Stock replacement alternator from autozone, its got 3 posts and was virtually identical to the old one I took off. I will take pics today, I have some spare time to work on the car
 
It really does sound like a problem with ignition coil voltage/wiring.

There really isn't any other electrical system that could effect how the engine is running.

Can you get someone to help you? You measure the coil voltage while he/she starts the car and then flips the switch? Voltage at the battery won't tell you much here, you need to measure the voltage directly at the coil.
 
Tested the voltage at the coil with alternator on, jumps up to 14 volts when alternator is switched on. Turn the alt off and it goes back to 11-12 and starts to run great.

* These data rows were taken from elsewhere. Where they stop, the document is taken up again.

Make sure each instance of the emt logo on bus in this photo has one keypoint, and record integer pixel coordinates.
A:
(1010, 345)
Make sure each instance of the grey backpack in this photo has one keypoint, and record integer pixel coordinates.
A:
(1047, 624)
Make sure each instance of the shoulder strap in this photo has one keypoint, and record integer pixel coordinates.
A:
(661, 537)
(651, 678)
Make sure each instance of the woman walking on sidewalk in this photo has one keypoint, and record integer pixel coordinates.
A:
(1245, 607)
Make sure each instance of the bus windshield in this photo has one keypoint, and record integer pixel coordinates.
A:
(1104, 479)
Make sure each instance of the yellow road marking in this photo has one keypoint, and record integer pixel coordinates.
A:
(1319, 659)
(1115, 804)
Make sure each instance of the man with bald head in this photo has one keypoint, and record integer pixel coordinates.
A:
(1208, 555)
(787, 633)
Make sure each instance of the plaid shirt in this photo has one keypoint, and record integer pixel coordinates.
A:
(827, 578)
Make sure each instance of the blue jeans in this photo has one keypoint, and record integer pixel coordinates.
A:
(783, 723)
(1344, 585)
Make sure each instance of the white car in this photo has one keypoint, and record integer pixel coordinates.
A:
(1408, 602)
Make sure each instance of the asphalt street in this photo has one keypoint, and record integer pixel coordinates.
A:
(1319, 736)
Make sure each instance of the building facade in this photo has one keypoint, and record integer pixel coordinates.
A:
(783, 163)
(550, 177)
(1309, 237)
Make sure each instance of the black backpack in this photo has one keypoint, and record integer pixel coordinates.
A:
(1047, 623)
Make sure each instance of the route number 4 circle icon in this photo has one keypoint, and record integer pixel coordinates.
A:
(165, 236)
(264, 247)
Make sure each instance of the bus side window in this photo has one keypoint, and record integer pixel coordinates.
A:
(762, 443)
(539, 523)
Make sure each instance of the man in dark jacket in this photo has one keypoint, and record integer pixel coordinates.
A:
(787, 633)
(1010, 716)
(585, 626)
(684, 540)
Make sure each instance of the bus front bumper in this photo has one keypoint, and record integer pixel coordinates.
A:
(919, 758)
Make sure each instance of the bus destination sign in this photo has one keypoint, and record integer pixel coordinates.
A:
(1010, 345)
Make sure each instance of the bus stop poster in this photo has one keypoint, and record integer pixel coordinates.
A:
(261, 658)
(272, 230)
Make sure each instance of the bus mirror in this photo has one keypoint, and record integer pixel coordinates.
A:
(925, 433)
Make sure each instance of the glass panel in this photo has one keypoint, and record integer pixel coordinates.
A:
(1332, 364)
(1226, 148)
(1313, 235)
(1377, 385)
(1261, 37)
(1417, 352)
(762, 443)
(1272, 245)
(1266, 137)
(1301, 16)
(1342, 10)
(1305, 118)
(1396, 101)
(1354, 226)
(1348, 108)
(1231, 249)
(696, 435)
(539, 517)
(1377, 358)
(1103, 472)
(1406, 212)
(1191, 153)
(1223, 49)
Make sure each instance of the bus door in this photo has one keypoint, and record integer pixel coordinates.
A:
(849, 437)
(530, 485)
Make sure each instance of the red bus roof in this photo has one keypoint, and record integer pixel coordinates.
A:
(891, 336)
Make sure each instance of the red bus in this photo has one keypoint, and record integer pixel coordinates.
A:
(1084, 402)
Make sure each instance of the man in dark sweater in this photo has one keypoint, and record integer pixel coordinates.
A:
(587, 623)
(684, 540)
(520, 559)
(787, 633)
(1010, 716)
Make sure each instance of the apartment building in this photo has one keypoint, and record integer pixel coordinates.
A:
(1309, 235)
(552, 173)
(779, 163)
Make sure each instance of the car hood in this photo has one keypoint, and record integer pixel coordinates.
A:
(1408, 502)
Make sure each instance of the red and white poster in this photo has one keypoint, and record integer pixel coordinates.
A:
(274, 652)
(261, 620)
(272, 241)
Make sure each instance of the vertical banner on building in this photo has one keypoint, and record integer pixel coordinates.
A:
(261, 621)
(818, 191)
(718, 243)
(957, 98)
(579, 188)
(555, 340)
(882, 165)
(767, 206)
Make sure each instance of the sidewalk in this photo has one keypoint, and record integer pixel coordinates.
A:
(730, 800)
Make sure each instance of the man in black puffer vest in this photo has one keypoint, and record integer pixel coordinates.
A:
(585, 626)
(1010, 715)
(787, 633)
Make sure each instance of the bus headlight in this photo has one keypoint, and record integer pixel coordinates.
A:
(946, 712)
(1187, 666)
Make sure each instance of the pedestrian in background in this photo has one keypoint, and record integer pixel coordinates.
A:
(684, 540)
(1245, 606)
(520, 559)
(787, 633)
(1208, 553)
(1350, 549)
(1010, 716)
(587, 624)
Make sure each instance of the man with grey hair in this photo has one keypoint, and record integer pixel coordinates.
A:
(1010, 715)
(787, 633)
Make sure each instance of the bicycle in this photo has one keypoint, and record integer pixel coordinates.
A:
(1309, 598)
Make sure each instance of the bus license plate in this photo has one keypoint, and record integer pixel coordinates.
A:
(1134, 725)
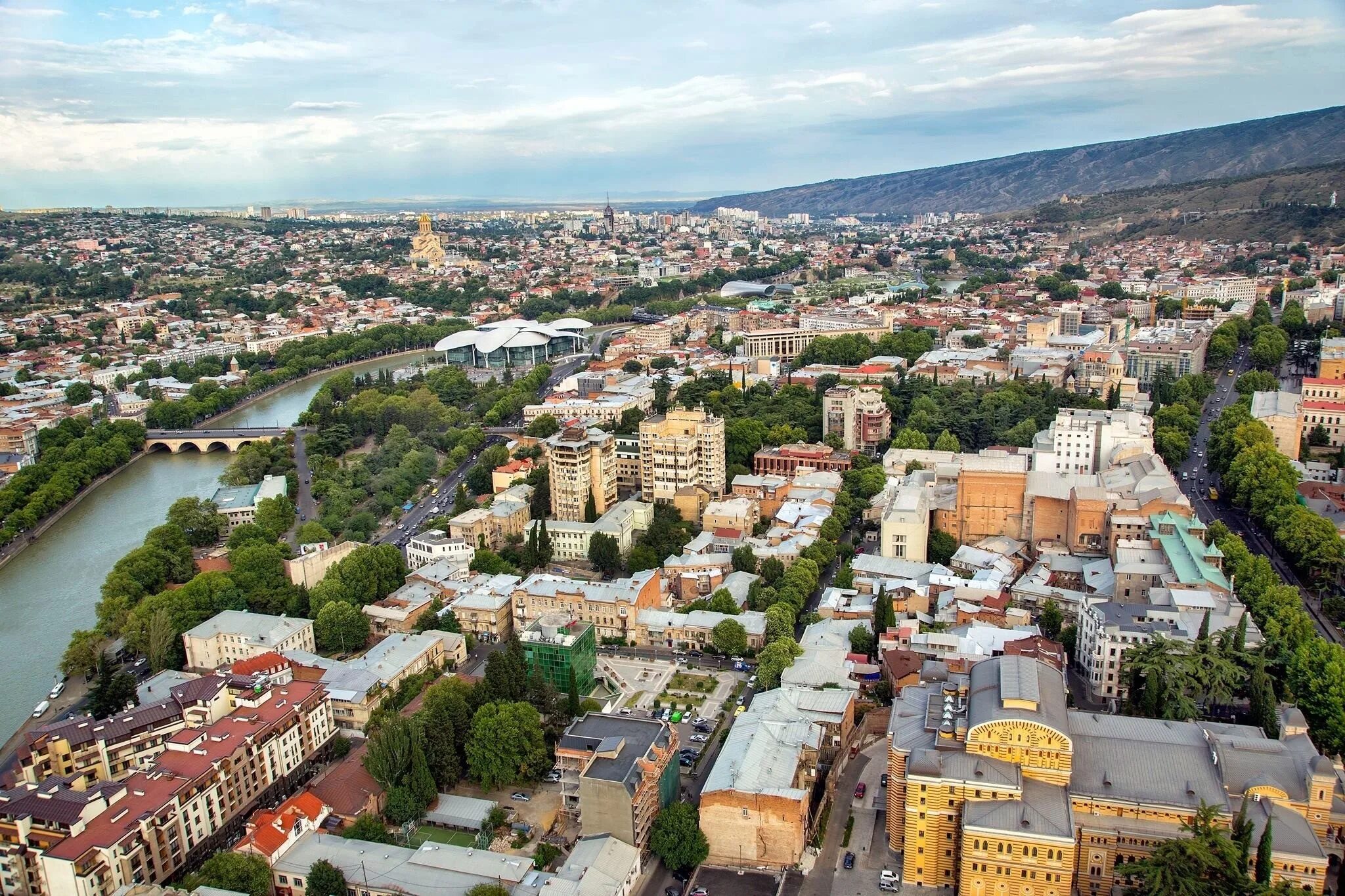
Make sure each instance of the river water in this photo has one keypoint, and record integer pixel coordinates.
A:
(51, 587)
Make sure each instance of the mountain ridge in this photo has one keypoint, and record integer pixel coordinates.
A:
(1023, 181)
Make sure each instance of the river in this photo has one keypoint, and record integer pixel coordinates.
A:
(50, 589)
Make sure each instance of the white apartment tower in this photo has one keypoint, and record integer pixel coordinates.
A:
(681, 448)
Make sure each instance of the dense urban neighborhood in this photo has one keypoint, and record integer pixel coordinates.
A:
(632, 553)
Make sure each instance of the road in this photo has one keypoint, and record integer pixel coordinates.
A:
(1199, 480)
(412, 521)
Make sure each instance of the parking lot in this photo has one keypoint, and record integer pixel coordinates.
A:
(731, 882)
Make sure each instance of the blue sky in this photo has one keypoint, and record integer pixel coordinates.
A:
(192, 102)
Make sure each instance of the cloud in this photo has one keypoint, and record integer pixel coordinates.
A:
(32, 11)
(322, 106)
(1151, 45)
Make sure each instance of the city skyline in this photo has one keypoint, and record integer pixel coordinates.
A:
(210, 104)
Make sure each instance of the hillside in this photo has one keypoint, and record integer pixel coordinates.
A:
(1019, 182)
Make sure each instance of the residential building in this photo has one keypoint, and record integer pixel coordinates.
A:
(583, 473)
(238, 503)
(611, 608)
(399, 871)
(617, 774)
(658, 628)
(858, 416)
(237, 634)
(435, 544)
(314, 561)
(571, 539)
(358, 687)
(996, 786)
(182, 806)
(1088, 441)
(681, 449)
(787, 458)
(562, 647)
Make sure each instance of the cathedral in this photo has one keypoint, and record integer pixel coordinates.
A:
(427, 246)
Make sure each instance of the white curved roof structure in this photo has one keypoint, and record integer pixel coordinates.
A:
(512, 333)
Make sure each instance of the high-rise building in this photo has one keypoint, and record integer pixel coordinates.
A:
(858, 416)
(581, 467)
(680, 449)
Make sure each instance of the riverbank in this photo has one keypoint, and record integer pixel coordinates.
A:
(16, 547)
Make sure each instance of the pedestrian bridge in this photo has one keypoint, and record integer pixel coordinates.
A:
(205, 441)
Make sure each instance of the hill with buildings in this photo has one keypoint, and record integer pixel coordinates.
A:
(1019, 182)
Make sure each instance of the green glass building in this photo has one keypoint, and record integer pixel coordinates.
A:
(558, 645)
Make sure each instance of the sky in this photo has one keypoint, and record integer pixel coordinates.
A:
(229, 102)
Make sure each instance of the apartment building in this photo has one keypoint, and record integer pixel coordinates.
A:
(583, 472)
(93, 750)
(858, 416)
(436, 544)
(787, 458)
(571, 539)
(994, 785)
(617, 774)
(681, 449)
(237, 634)
(194, 798)
(611, 608)
(238, 503)
(1090, 441)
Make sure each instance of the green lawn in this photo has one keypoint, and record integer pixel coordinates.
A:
(443, 836)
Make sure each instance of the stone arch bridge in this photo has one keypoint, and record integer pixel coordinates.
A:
(205, 441)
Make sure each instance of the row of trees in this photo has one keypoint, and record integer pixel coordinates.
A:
(70, 456)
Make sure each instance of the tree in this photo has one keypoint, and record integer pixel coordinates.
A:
(775, 658)
(313, 532)
(1051, 620)
(940, 547)
(911, 438)
(324, 879)
(1265, 859)
(677, 837)
(110, 692)
(369, 828)
(730, 637)
(240, 872)
(744, 559)
(606, 554)
(78, 394)
(506, 744)
(341, 626)
(276, 515)
(862, 640)
(198, 519)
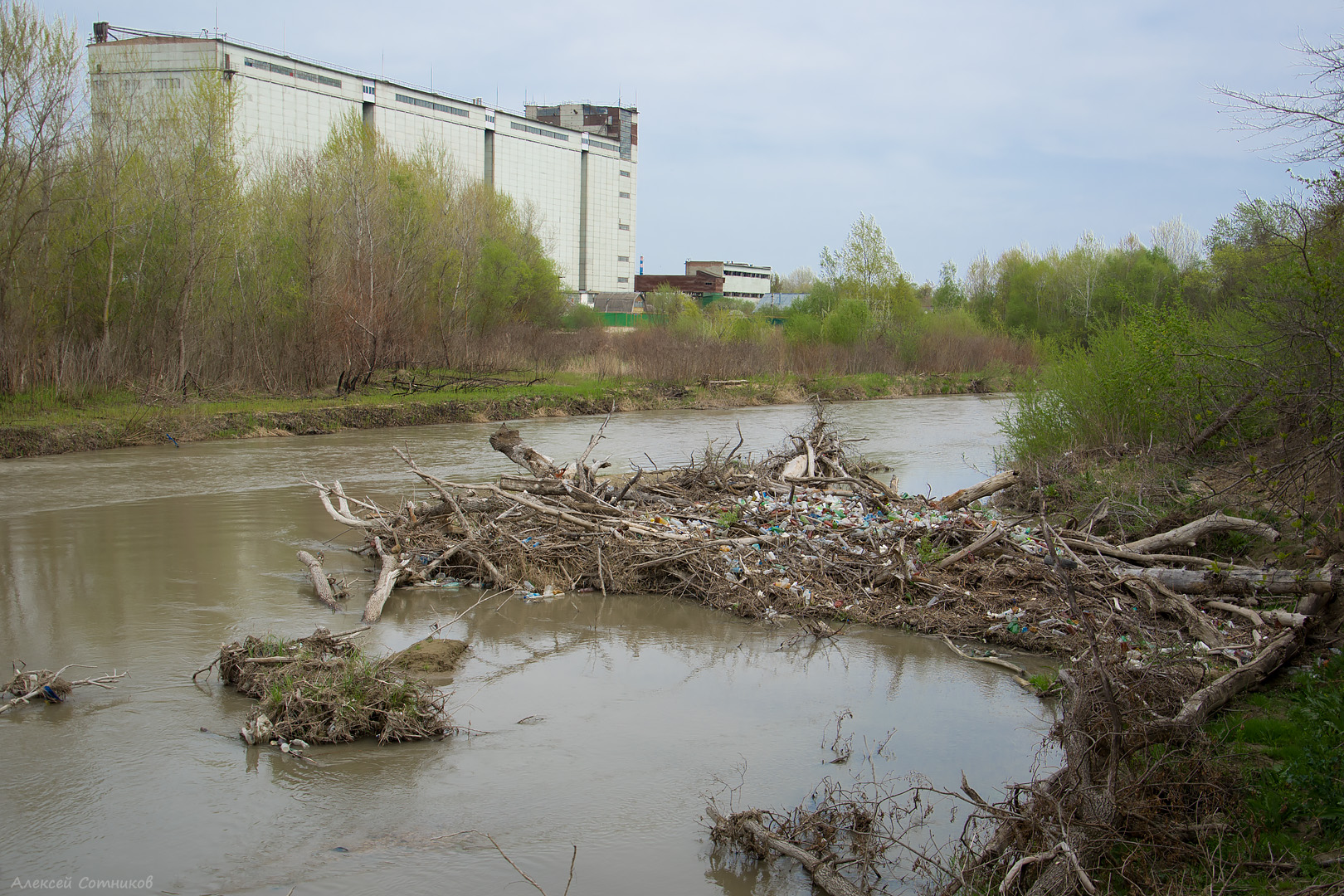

Went to autozone and they tested the alternator. Said it was bad, but I have a lifetime warranty on it :nice:

Put the new one in and the same thing happens :shrug:

Its not robbing power from the coil, it does indeed put out the voltage it should, and all the grounds have been doublechecked/taken loose and cleaned.

Coils getting power, the points are adjusted correctly, it just starts to bog down and miss. Before it dies the carb likes to pop a few times to let me know its not happy.

Ignition issue... but.... where......

I might end up getting a ballast resistor and seeing if the points would rather run on the lower voltage they are supposed to get. Maybe the resistor wire/ballast is there for a reason lol :D
 
Points/coil don't like full 12-14v power. Put a resistor wire in and it solved the problem. My guess was arcing through the points when the alternator gave the car full juice.

Put the pertronix back in for ****s and giggles... it starts!
Runs OK, but after about 2 minutes the idle drops considerably and begins to miss. I can rev it up, and it will rev up OK... then die like turning off a switch. Consistant with what is happening to people with a bad module, its lasted me over 3 years so I'm not worried about it being dead.

Ordering a craine XRi unit, and who knows... maybe it will run right :shrug:
 
I plan on doing that, but it would still only be there to trigger the MSD box

I also found out that the used 6A box I got is in fact an older model box converted to a 6T with a pigtail for a soft touch rev limiter controller. Best 50 bucks I ever spent. Going to throw it in tomorrow.